A number of systems at Ant Group, including big data (Flink/Spark), microservices (SOFA/Dubbo), and AI (online learning, search recommendation), use Fury for serialization every day. Alibaba uses Fury in many scenarios, too.

Rationale

Fury provides fast performance by generating highly efficient serializer code at runtime and easy-to-use serialization by operating on language-native objects directly.

We believe the performance provided by Fury will be increasingly useful for big data and serving systems compared to other frameworks, such as Kryo/Fst/Hessian/JDK/Pickle, as data volumes and the need for faster transfer/processing/loading continue to grow.

On the other hand, we think there can be a more easy-to-use serialization programming model for building cross-language systems.

For new developers, they are forced to learn Protobuf's or Flatbuffer's IDL language, schema compiler, and generated serialization code API for every involved language to build simple applications; for advanced cross-language circular/shared reference and polymorphism support, developers are forced to write tedious, cumbersome and error-prone code, which will be a disaster for deeply nested object graphs.
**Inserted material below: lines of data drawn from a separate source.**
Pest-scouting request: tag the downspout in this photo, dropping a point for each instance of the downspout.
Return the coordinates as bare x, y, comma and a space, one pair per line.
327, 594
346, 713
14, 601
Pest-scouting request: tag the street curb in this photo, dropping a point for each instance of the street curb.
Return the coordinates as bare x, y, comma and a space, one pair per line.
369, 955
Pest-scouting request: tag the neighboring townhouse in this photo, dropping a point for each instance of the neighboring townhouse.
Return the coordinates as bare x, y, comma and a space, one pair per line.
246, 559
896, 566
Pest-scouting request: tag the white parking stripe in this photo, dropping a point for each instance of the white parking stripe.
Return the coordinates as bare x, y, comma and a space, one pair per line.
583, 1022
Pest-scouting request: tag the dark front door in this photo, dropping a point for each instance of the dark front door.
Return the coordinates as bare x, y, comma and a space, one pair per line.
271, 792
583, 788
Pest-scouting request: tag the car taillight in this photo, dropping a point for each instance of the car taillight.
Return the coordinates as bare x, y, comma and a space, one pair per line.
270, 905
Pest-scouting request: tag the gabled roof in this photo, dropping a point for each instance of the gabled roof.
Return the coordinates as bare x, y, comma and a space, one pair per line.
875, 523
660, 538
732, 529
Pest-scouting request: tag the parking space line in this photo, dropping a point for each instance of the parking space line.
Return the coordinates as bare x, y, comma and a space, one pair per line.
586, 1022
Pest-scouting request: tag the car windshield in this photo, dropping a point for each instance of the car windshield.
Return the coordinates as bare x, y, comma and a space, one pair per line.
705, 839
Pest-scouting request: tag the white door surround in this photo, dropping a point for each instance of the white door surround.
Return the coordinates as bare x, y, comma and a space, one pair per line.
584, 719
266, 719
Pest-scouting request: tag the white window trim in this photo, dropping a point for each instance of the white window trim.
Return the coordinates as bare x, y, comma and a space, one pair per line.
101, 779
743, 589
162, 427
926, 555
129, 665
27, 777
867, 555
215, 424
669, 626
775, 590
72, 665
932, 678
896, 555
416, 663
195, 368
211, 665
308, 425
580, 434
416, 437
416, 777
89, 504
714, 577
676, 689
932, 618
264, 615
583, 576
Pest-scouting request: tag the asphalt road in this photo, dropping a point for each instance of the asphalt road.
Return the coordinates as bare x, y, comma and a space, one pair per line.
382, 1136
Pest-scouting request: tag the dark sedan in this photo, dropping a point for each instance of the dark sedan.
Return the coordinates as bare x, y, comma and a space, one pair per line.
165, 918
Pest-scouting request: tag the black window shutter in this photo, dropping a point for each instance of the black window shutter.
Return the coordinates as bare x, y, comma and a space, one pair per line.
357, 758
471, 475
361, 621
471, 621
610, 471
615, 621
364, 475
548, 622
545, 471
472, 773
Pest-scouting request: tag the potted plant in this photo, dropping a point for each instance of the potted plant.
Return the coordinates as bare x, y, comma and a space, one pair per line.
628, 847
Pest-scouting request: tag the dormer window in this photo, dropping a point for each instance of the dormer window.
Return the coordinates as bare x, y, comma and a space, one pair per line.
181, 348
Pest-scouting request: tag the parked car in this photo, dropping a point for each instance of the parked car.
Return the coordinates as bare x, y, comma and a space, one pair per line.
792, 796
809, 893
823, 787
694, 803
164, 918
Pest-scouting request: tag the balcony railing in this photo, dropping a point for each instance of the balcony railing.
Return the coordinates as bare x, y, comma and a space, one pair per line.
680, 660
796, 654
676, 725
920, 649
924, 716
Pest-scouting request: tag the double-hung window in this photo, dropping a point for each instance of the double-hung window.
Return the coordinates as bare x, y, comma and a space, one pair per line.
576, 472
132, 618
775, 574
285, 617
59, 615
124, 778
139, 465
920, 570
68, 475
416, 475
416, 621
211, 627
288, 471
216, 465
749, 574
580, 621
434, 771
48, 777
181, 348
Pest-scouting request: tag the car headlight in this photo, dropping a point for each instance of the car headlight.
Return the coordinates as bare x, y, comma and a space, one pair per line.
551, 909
The automatic cross-language serialization provided by Fury frees developers from these complexities.

A detailed description of the design and target use cases can be found at Fury Blog.

Initial Goals

  • Build a more diverse community with contributors for multiple language implementations.
  • Facilitate the adoption and integration of Fury by ensuring its neutrality and duration.
  • Get more feedback to standardize our protocols and provide binary compatibility.

Current Status

Meritocracy

Fury was inner-sourced within Ant Group by Chaokun in 2022. Weipeng, who is the maintainer of Fury NodeJS and Rust, joined later. Since being open-sourced in 2023.07, Fury has gained strong interest from companies and individuals. We will continue supporting new contributors, and those who make contributions with quality will be invited as committers.

Community

Fury was inner-sourced last year with its initial community built up inside Ant Group. With Fury open-sourced at Github in 2023.07, we put more effort into building the community. We received a number of positive feedback: link1, link2, link3, also the issue list.

Users

Currently, Fury has a group of individual users, and organizations such as Alibaba/Vipshop are Fury users, too. Here are some of Fury’s use cases:

  • Ant Ray uses Fury for serialization at 100W+ CPU cores every day at Ant Group.
  • Ant Mars replaced its serialization with Fury, which sped up task scheduling TPS by 2.5X and  4X for data transfer.
  • Ant real-time-graph computing systems replaced  Kryo with Fury to speed graph serialization.
  • A few companies replaced Kryo with Fury in Flink jobs for faster data transfer and state persistence.
  • Lindorm at Aliyun uses Fury for serialization between clients and servers.
  • Taobao Android app, which has 880 million monthly active users, is considering using Fury for IPC serialization between Android processes.
  • Vipshop replaced Protobuf with Fury, reducing the end-to-end latency by 30ms.

Developers

As for developers, although Fury has attracted 20+ developers in the last four months, we have only three core developers: Chaokun, Weipeng, and Mingyang. 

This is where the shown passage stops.